Accompanying this release is the Aya dataset, which features human annotations essential for training models in less common languages. Cohere for AI's researchers have also developed methods to enhance model performance with limited training data.
Launched in January 2023, the Aya project was a significant effort involving over 3,000 collaborators from 119 countries. Sara Hooker, VP of Research at Cohere and leader of Cohere for AI, remarked that the project turned out to be far more extensive than initially anticipated, boasting over 513 million instruction fine-tuned annotations. This crucial data is considered “gold dust,” vital for refining LLM training beyond the basic data scraped from the internet.
Ivan Zhang, co-founder and CTO of Cohere, shared on X that the team is releasing human demonstrations across 100+ languages to broaden LLM accessibility, ensuring that it serves a global audience rather than just English speakers. He praised this as a remarkable scientific and operational achievement by Hooker and the Cohere for AI team.
Unlocking LLM Potential for Underrepresented Languages and Cultures
According to a blog post from Cohere, the Aya model and dataset aim to help researchers tap into the potential of LLMs for numerous languages and cultures that have been largely overlooked by existing models.
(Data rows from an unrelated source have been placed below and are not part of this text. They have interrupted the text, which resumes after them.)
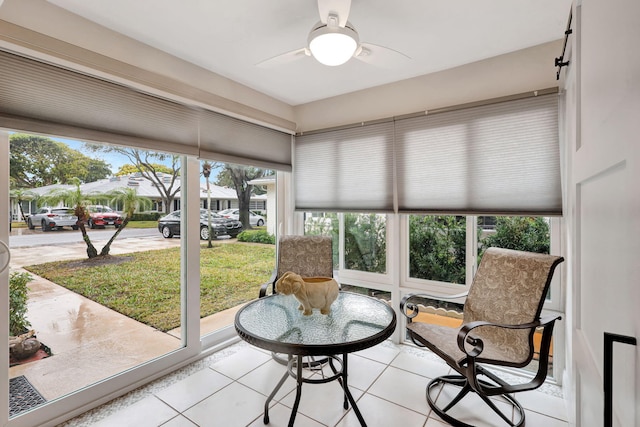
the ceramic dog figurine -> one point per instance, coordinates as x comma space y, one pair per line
312, 292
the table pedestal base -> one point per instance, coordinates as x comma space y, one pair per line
338, 374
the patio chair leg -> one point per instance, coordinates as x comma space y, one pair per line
465, 388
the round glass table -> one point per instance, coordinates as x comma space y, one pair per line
356, 322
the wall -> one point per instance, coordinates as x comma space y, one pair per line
33, 28
603, 155
517, 72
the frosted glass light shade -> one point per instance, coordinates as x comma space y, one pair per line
333, 46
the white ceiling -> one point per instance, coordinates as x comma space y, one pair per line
231, 37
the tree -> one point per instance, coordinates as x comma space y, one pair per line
22, 195
522, 233
37, 161
238, 177
129, 169
206, 172
131, 203
437, 247
365, 242
150, 166
76, 198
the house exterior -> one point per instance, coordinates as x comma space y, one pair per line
220, 197
600, 106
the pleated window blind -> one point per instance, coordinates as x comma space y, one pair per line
38, 97
345, 170
500, 158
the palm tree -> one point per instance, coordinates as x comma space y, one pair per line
206, 172
21, 195
76, 198
131, 202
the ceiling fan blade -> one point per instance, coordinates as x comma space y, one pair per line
284, 58
336, 7
381, 56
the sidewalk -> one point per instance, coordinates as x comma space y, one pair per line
89, 341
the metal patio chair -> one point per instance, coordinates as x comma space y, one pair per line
500, 317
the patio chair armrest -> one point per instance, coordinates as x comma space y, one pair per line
477, 343
264, 288
410, 309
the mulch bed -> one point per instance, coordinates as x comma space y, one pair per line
42, 353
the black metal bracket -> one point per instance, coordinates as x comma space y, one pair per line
559, 61
609, 339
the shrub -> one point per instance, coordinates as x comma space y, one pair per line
18, 322
257, 236
520, 233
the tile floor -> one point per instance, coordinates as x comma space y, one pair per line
229, 389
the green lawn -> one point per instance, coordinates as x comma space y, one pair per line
146, 285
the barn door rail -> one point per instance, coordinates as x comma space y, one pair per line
609, 339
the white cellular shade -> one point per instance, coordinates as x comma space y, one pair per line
500, 158
345, 170
38, 97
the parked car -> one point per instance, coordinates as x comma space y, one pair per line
53, 218
254, 218
169, 225
101, 216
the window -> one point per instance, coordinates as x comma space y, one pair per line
437, 248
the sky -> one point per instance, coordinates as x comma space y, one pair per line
114, 159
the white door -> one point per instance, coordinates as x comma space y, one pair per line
603, 164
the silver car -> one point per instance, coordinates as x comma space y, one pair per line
53, 218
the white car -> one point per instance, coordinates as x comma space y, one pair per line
53, 218
254, 218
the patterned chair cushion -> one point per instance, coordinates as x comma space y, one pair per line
508, 288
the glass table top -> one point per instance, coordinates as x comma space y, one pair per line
355, 322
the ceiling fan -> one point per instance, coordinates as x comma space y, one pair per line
333, 41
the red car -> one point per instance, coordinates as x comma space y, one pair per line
101, 216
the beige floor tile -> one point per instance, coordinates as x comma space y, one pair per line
402, 388
381, 413
149, 412
193, 389
233, 406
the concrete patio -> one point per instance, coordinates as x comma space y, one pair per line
89, 341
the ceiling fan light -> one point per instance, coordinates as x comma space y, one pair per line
333, 45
Cohere for AI's benchmarks reveal that the Aya model outperforms the best open-source multilingual models, such as mT0 and Bloomz, significantly, while also expanding coverage to over 50 previously unserved languages, including Somali and Uzbek.
Hooker emphasized that models supporting more than six languages are considered “extreme,” and only a handful achieve true “massively multilingual” performance with around 25 languages.
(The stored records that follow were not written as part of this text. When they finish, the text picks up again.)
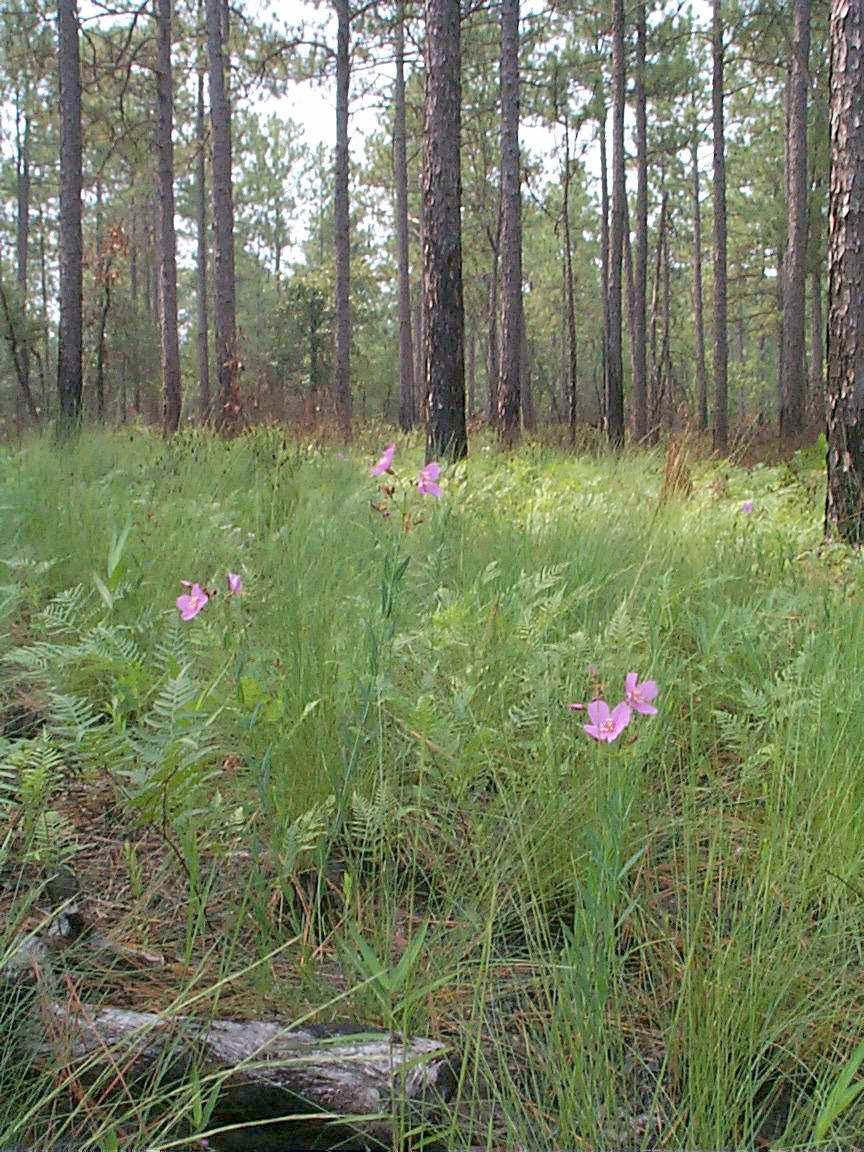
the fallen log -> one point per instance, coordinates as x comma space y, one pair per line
342, 1085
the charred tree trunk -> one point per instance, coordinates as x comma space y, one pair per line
342, 226
604, 259
794, 381
493, 348
22, 237
569, 293
527, 399
167, 239
844, 498
702, 385
442, 301
512, 311
817, 347
407, 412
615, 374
637, 315
201, 255
70, 330
100, 336
721, 341
656, 399
228, 403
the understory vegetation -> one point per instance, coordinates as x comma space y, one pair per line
356, 791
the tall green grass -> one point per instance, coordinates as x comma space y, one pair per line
656, 942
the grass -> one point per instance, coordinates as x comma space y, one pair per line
360, 786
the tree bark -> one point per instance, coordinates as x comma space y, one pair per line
614, 371
70, 328
228, 402
407, 408
657, 304
721, 342
794, 381
22, 245
569, 293
493, 348
442, 301
201, 255
702, 385
817, 343
637, 316
342, 236
272, 1080
167, 239
844, 497
604, 257
512, 305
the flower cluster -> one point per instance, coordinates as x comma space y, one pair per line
607, 724
191, 603
426, 482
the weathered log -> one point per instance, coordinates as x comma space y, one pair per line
343, 1084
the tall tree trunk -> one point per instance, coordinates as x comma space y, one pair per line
817, 348
569, 293
604, 257
779, 343
615, 373
442, 302
844, 497
100, 335
493, 348
527, 398
721, 341
637, 317
342, 226
44, 317
512, 310
656, 400
702, 385
22, 237
407, 414
201, 255
70, 330
471, 366
795, 263
228, 403
167, 239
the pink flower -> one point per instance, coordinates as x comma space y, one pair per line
641, 695
191, 603
606, 725
385, 463
427, 482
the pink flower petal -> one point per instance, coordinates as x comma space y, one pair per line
598, 711
191, 604
648, 690
619, 719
Addressing the Data Deficit Beyond English
Hooker explained that a data “cliff” exists outside the realm of English fine-tuning data, making Aya's dataset exceptionally rare. She believes that researchers will select languages from the dataset to develop models for specific linguistic communities—a crucial need. However, she noted that the primary technical challenge lies in precision, as users worldwide expect personalized models tailored to their languages.
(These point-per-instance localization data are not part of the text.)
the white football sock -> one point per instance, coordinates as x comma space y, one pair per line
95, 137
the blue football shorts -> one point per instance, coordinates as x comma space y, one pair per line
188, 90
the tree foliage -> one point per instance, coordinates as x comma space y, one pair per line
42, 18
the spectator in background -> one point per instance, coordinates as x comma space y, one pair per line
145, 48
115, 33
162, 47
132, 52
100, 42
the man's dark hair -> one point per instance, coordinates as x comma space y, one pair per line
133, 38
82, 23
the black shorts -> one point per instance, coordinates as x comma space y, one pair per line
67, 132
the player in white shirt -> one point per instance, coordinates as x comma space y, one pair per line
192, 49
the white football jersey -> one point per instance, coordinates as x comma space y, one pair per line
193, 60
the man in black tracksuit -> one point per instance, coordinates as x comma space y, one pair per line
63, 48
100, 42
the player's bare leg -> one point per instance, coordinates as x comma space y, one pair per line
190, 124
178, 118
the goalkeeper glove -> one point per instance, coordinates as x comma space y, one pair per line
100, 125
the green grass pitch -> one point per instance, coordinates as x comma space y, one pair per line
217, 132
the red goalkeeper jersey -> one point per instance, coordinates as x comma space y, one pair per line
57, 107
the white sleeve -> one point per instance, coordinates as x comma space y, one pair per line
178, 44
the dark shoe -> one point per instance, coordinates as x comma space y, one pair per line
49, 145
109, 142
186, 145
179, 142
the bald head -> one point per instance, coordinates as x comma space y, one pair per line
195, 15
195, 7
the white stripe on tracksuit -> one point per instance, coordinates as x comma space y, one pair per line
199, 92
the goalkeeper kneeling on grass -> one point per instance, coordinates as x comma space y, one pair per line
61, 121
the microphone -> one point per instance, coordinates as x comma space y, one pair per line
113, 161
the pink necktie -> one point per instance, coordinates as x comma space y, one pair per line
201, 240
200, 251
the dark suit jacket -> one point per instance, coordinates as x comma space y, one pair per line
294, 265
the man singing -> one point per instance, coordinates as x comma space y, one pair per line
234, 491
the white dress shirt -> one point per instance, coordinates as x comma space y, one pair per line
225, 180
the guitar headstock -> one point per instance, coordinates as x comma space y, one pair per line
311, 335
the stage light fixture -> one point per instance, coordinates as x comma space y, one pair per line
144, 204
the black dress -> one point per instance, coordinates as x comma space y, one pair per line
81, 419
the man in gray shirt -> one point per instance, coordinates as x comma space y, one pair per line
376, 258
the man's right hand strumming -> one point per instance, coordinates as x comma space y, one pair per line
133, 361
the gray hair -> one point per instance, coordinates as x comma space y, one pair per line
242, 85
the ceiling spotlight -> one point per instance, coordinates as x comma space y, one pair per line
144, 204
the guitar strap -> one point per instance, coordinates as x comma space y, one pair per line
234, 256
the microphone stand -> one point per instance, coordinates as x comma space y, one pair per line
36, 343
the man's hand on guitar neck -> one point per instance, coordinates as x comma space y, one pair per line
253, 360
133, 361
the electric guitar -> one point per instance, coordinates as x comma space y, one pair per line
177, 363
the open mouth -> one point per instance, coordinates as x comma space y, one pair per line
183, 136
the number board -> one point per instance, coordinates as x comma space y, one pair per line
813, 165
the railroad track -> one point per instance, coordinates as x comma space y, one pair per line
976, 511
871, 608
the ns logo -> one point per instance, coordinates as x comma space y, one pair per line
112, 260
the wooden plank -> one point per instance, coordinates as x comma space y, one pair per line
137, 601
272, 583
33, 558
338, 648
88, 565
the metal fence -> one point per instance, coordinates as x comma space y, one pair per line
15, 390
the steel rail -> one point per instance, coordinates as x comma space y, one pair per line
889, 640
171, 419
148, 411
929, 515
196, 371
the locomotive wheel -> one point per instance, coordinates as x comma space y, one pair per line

Aleksa Gordic, a former researcher at Google DeepMind and creator of YugoGPT, which outperformed Mistral and Llama 2 for Serbian, Bosnian, Croatian, and Montenegrin, emphasized the importance of multilingual datasets like Aya. He stated that to develop high-quality LLMs for non-English languages, high-quality and abundant data sources are essential.
While he believes the effort is a step in the right direction, Gordic noted that a global research community and government support are necessary to create and maintain large, high-quality data sets to preserve languages and cultures in the evolving AI landscape.
Cohere for AI's Aya model and datasets are now available on Hugging Face.